Mine cost me $400 and that's it. Purchased in California, USA. No papers. Almost 13 months old, no health issues so far (fingers crossed!). Amazing temperament, never snapped at me, ridiculously obedient, protective in a good way, observant, curious. Out-of-this-world handsome, classic-looking. Best dog I've ever had in my life. Not saying everyone should just look for 'cheap' GSDs. Just sharing the part where I felt I got extremely lucky with this one.


----------



## McGloomy

Btw, what does it mean 'Hips guarantee/warranty' when buying from a breeder? Like if apparently the dog has genetic hips issues, it can be returned? Or is it like, the warranty covers the treatment etc? Just curious.


----------



## Sabis mom

McGloomy said:


> Btw, what does it mean 'Hips guarantee/warranty' when buying from a breeder? Like if apparently the dog has genetic hips issues, it can be returned? Or is it like, the warranty covers the treatment etc? Just curious.


Some breeders offer a replacement puppy and some a refund of some of the purchase price. With the replacement puppy some breeders insist that the defective puppy be returned, at least one I have found required it be euthanized, and some allow you to keep the defective dog(usually altered).


----------



## desinif

We gave $300 for Luna. We weren't looking, but knew a family that had a litter and saw the pups and we decided why not. I will say, unfortunately with Luna she seems to have some weak nerves. We've been working on counter conditioning her with her trainer for a few months now and she's improved DRAMATICALLY, but I know better than to think she's gonna be an outgoing/social dog. =p Just a bit of an opposite experience finding our "cheap" dog. We love her, but her temperament definitely has been a lot on the nervous side despite socialization, puppy classes, and professional training.

So far she's been healthy minus diagnosed pano and some flare ups with that! Her 1 year xrays were looking good, and we love her to bits either way.

Also just wanted to say she is still a great fit for us despite the issues! She's attached to my hip, active and fun, silly in her own ways, and she fills my life with so much energy.


----------



## Jenny720

Cost usually include the health tests, show and and or work titles. Max- asl was $1,500 pet contract and Luna wgsl was $2,700 open contract. 

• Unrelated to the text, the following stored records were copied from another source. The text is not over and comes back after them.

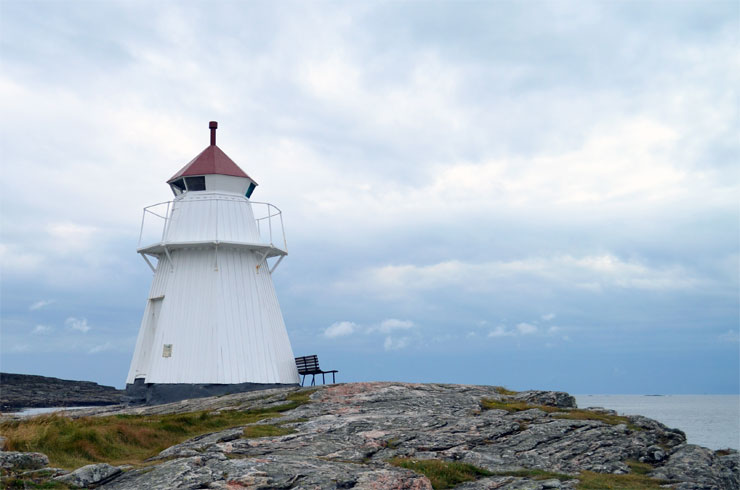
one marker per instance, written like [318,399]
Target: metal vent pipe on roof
[213,125]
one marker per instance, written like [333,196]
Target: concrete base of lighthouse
[141,393]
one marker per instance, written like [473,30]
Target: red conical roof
[211,161]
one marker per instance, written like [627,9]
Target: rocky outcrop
[26,391]
[92,474]
[14,460]
[347,435]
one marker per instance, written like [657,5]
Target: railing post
[141,230]
[282,227]
[269,221]
[166,221]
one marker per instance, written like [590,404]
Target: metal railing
[156,220]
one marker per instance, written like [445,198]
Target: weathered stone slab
[92,474]
[14,460]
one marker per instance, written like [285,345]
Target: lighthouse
[212,323]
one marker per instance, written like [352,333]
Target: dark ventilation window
[195,183]
[178,187]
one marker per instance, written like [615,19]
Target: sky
[539,195]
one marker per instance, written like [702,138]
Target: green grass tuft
[514,405]
[607,481]
[442,474]
[558,413]
[534,474]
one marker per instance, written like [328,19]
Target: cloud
[393,343]
[391,324]
[500,331]
[526,328]
[42,330]
[340,329]
[101,348]
[40,304]
[79,324]
[588,272]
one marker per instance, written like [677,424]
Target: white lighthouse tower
[212,323]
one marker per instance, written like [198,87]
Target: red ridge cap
[211,161]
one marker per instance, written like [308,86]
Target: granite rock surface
[346,435]
[27,391]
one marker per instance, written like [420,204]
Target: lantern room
[212,171]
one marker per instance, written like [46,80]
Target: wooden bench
[310,365]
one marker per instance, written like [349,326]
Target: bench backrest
[307,364]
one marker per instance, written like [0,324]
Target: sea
[712,421]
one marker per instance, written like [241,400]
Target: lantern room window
[195,183]
[178,187]
[188,184]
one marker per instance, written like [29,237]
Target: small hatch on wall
[195,183]
[178,186]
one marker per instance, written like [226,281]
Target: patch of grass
[266,430]
[639,468]
[14,482]
[514,405]
[607,481]
[558,413]
[504,391]
[126,439]
[442,474]
[534,474]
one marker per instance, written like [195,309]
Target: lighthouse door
[155,305]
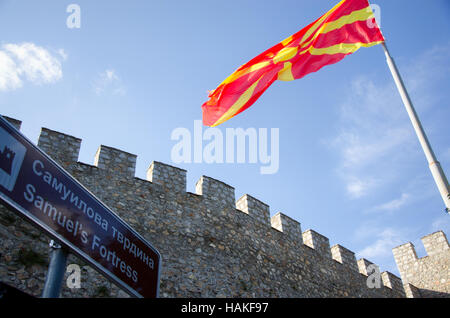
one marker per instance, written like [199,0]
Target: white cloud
[441,223]
[374,132]
[394,204]
[387,239]
[9,73]
[108,82]
[358,187]
[27,61]
[63,54]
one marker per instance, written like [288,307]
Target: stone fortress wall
[211,245]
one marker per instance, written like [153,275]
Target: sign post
[55,273]
[41,191]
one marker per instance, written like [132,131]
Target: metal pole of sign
[56,270]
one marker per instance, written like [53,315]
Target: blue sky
[350,167]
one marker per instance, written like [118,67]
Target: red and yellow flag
[339,32]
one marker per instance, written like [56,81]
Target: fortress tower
[211,244]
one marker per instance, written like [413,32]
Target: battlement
[344,256]
[318,242]
[428,276]
[366,267]
[435,243]
[16,123]
[210,229]
[115,160]
[254,208]
[171,178]
[62,148]
[290,227]
[216,190]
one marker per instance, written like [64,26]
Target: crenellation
[16,123]
[255,208]
[428,276]
[435,243]
[288,226]
[63,148]
[216,190]
[118,161]
[366,267]
[170,177]
[404,255]
[344,256]
[318,242]
[204,239]
[392,281]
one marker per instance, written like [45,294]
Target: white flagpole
[435,167]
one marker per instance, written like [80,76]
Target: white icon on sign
[12,153]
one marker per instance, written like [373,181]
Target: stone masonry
[429,275]
[211,245]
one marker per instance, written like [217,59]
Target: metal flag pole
[435,166]
[56,270]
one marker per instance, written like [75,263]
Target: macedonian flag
[339,32]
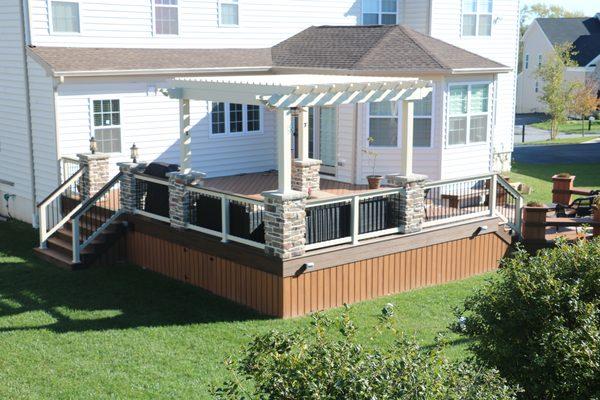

My first gsd my working line that I bought in 1996 from owners due to life changes had to rehome so we got him for $1,000. He was two years old and washed out from the police program because he failed the test by not outing and was fully trained and lived till 12 and had no health issues. In the past Many dogs we have adopted and two purchased at pet Stores. We have no issues except our King Charles who we got from a backyard breeder and paid 1,500 who had a heart murmur and effected her later years. 

All priceless.


----------



## Nekro

$675 no papers, if I wanted papers it was going to be $1,200.


----------



## Shepdad

Pytheis said:


> The breeder I am speaking with about getting a puppy charges between $1,500-$1,800 for a working line. The parents are all titled, health tests have been done, and the puppies will be registered.


Sounds about right.


----------



## Sabis mom

When I am ready to buy a pup I will find a breeder that I like and can work with and then ask the price and if need be save more money. Within reason I am not sure that price should be an issue. I mean if I am planning on $1800, but I find a breeder who has what I want that charges $2500, I just wait six months and save more. 
Does that make sense?


----------



## Femfa

My girl was $1800. She comes registered in my name, no breeding contract, sold under "pet" for contract rather than breeding/sport. Reason being is I wanted a family pet more than I did a working dog because I wasn't sure what I was getting into. She comes from health tested, titled parents, with a 1 year guarantee on hips/elbows. If proof is provided that hips/elbows are dysplastic before then, I could replace her. The only expenses I have had are from me being paranoid and also because my dog is the kind of dog who will go hard despite being injured, and then after she's done you notice. If I had purchased her as a sport dog and she was not to my liking, or did not have the drives, I could return her and exchange her for a dog I preferred. 

An interesting thing to note is that it's actually illegal in Canada to sell a "purebred" dog without papers. It's against the Animal Pedigree Act. Not that people are punished for this (I don't think it's common knowledge), but it is actually against the law and you can report it. Breeders can include the "paper" price in their fee if they wish, but they cannot expect or tell the owner pay for the registration themselves. If their own dogs are registered with the CKC and you are aware of that they are doing this, you can report the breeder and have their registration with the kennel club revoked and essentially black listed. Not sure how it works with the AKC.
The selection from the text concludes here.